January is the month for New Year’s resolutions and other failed self-improvement efforts. And what better way to make your life richer than waking up early to seize the day?
At least that’s what the voice in my head said when I went off my tenth snooze alarm at 9:30 am. Then it was time to get up, feeling guilty about my laziness, as if sleeping was some kind of moral misstep.
Of course not. People’s sleep/wake cycles are inherently different, and if you too are a late sleeper and an early riser, you’re simply a night owl or, clinically speaking, you’re in a delayed sleep stage.
It’s time to end the shame of this circadian rhythm. Centuries ago, Benjamin Franklin made the remarkably biased claim that “early to bed and early to rise makes people healthier, wealthier and smarter.” In her 2018 essay for Cut, Edith Zimmerman writes: You feel superior, you are self-righteous. As one Reddit user recently put it succinctly, “Staying up late sucks.” “What are your sleep habits? [obstacle] In the course of all planning that should always be avoided. ”
But don’t worry if you’re a night owl. As Robin Williams once said to Matt Damon, it’s not your fault. Your daily sleep and wake schedule, called your chronotype, seems to be mostly genetic. Experts who spoke to The Guardian had heard an estimate of around 15%, but a recent study in Finland found that 10% of men and 12% of women are “night owls.” I was. A 2007 study found that the most common chronotype slept between 12:09 am and 8:18 am in the absence of “social obligations,” while half the population slept after that time. Either way, night owls: you are not alone.
Our chronotypes are “part of who we are,” says Dr. Beth Ann Mallow, a neurologist and sleep expert at Vanderbilt University Medical Center. , it’s not like, ‘I’m going to choose to stay up late, I’m lazy.’ It’s a biological preference.”
Dr. Phil Gehrman, a clinical psychologist who specializes in behavioral sleep medicine at the University of Pennsylvania, agrees. The prejudice against staying up late is “purely cultural,” he said, quoting Franklin, who helped found his college. I was also a proponent of something similar.)
A 9 to 5 schedule may be good for early risers, but not for those who need to go to bed late. And it may not be just owls. Dr. Matthias Bassner, director of the Penn University Unit at Penn University, wrote in an email to The Guardian.
Problems arise when you have a job or class that doesn’t fit your circadian rhythm. When the obligations of waking life clash so badly with one’s sleep schedule that it becomes difficult to function, night owls find it difficult to function in a person’s circadian rhythm, a tendency known as delayed sleep-wake phase disorder. Approximately 0.2% to 1.7% of adults have this condition.
“The funny thing is whether a person’s sleep habits are considered a disorder or just a trend depends more on lifestyle and employment than anything else,” Murrow says.
According to Malow, treatment often begins by seeing if people can adjust their work schedules to match their biological rhythms. She describes a patient who suffered during her high school days but blossomed when she started working as a chef. Or students who can sign up for late classes.
In an ideal world, she says, we wouldn’t be so rigid about work start times. [patients] Stick to a consistent schedule of going to bed at 2:00 and waking up at 10:00 or 11:00. Of course, many people are not lucky enough to have such a shift as an option. In that case, the disorder can be treated with light exposure, melatonin, and exercise. coined the term “circadian flexibility”).
But beyond concerns about work schedules, does waking up early have any underlying health benefits? For example, research suggests a link between staying up late and poor mental health and unhappiness. But according to Gehrmann, the jury is still very inconclusive on this one.
“There are many epidemiological studies showing that night owls have higher rates of depression, anxiety, etc. But the open question is: Are you a night owl? Or is it the fact that most night owls are forced to follow schedules that are ahead of their circadian rhythms, a recent study points to the latter, he says? : “It’s certainly not conclusive, but that’s what we think is happening.”
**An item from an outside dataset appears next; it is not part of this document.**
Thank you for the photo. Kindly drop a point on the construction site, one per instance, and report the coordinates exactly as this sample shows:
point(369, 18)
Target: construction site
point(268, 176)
In short, if you’re a night owl, don’t feel bad about it. If you’re an early riser, take it easy on your night owl friends. In fact, by portraying night owls as lazy, you might just be endorsing The Man: British researcher Dr. Paul Kelly says it’s suitable for bosses in their 50s, so we I’m guessing he sticks to a schedule from her 9 to 5. up first.
“We believe that following a schedule is bad for us, so we shouldn’t change it,” says Gehrman. “As humans, we always seem to say that if someone is different from us, it’s wrong.
“I think you should look at differences in circadian rhythms the same way you look at other differences in people.” So don’t come to us at your discretion — especially before noon.